Europe got its first introduction to e-invoicing regulations back in December 2008. The European Commission (EC) announced the Directive on electronic invoicing and reporting of value-added tax, ushering in the e-invoicing age in Europe.
The European e-invoicing proposal, dubbed ViDA (VAT in the Digital Age), has already made waves in the business communities. The Commission expects the reforms to help recover up to €11 billion in lost revenues annually. Businesses are also expected to enjoy a streamlined e-invoicing process.

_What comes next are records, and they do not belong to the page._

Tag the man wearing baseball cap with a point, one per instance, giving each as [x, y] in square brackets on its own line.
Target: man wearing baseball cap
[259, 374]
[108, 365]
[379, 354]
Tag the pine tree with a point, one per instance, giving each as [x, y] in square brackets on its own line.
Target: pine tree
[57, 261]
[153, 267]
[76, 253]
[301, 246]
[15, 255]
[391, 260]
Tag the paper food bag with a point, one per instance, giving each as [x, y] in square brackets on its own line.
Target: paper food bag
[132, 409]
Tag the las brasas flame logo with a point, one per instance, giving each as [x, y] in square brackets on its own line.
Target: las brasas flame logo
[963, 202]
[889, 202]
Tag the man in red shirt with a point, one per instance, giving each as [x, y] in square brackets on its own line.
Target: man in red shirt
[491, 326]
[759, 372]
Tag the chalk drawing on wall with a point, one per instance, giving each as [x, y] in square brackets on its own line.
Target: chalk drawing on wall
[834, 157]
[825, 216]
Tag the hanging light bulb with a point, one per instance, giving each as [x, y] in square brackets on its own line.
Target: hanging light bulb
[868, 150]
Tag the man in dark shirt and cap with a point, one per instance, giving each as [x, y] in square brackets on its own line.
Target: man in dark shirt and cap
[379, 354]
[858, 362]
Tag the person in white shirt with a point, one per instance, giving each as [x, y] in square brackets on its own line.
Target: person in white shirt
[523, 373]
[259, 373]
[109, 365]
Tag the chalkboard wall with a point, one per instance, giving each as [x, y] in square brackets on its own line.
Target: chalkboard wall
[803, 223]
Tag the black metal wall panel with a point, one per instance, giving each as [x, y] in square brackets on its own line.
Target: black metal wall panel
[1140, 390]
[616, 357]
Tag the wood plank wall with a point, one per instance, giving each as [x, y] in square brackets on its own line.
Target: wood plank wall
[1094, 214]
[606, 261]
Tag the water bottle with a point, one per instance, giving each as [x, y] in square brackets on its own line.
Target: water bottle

While the Commission expects to implement the ViDA in stages between 2024-2028, you must prepare for the inevitable implementation.
Building a compliant system will help you hit the ground running when the ViDA finally arrives.
This article will discuss the VAT in the Digital Age directive and what it means for businesses throughout the EU. We will examine how it will affect your company and how to comply with the new e-invoicing requirements.
Overview of e-invoicing in Europe
The European Union (EU) has been trying to implement an e-invoicing system for quite some time now. The first such push came back in April 2019, with the passing of 2014/55/EU regulation.
Under the new e-invoicing regulations, the EU Member States were mandated to use e-invoicing for all B2G and G2G transactions.
The success of platforms like PEPPOL boosted the idea of having a universal e-invoicing system across the continent.
After much deliberation, the EU Parliament proposed ViDA to adapt to the new digital business models.
After much talk stretching over months, the first findings on ViDA were released to the public in June 2023. Many felt that such a timeline was a bit tight. A major suggestion was pushing it back by a year or so.
With the way things are now, parliament is considering holding a debate on drafting the guidelines. Many experts believe that they shall not be implemented until somewhere in between the years of 2025 and 2029.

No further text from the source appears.